ABSTRACT This study aimed to evaluate the need for intraoperative ultrasound (IOUS) and recommendation for surgical approach in the resection of renal tumors through a survey of practicing urologists, with correlation to tumor imaging features and urologist practice pattern.
An institutional review board-approved retrospective review, compliant with the Health Insurance Portability and Accountability Act, of 44 renal tumors that underwent laparoscopic partial nephrectomy at the study institution was performed. The numeric component of the RENAL nephrometry score (radius [diameter], % exophytic, nearness [to collecting system/renal sinus], location) was calculated for each case using preoperative computed tomography/magnetic resonance imaging. Five anonymized images of each tumor were presented to 4 academic urologists with varying practice patterns. Reviewers independently scored each case for its need for IOUS, for recommendation of a surgical technique, and for the difficulty of the proposed surgery.
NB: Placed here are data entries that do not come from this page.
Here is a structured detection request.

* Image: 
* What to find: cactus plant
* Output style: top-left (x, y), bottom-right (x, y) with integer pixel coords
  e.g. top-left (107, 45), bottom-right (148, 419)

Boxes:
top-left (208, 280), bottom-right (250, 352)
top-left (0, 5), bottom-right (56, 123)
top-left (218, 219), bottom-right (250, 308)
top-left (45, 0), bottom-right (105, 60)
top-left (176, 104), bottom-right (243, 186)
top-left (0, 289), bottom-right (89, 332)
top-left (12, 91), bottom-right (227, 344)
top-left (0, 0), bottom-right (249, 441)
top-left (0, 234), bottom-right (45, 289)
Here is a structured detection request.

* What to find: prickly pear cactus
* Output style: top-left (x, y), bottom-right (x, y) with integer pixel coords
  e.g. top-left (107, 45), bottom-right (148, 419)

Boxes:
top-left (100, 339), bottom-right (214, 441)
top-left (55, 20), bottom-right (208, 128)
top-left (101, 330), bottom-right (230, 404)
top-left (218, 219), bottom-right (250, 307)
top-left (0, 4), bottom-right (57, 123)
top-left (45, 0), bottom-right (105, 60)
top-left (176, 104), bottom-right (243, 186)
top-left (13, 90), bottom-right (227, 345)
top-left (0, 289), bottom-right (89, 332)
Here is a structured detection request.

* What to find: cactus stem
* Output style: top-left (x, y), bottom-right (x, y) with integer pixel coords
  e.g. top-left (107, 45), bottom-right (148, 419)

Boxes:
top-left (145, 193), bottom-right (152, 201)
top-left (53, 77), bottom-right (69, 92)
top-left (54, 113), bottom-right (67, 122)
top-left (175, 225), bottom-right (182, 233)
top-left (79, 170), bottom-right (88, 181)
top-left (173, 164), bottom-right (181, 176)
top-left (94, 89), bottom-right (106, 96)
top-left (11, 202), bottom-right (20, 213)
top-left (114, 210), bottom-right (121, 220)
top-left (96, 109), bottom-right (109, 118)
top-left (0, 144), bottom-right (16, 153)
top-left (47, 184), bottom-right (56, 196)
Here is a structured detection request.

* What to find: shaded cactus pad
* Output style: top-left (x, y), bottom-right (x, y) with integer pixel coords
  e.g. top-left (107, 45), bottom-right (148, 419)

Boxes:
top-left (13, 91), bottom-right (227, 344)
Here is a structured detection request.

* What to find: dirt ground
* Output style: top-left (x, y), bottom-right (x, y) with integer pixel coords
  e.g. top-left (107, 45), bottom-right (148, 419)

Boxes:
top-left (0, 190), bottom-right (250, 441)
The RENAL scores were as follows: RENAL 1 (low complexity, score 4-6; n = 19); RENAL 2 (moderate complexity, score 7-9; n = 23); RENAL 3 (high complexity, score 10-12; n = 2). The only RENAL score component significantly influencing need for IOUS was percentage exophytic (P = 0.00002). There was an inverse relationship between normalized and averaged need for IOUS and percentage exophytic (P < 0.0001). The predominant influence for recommendation of surgical method was the reviewer him/herself, with each reviewer's recommendations closely matching his/her practice pattern. Size and percentage exophytic represented the only tumor features significantly (P = 0.03) influencing surgical recommendation.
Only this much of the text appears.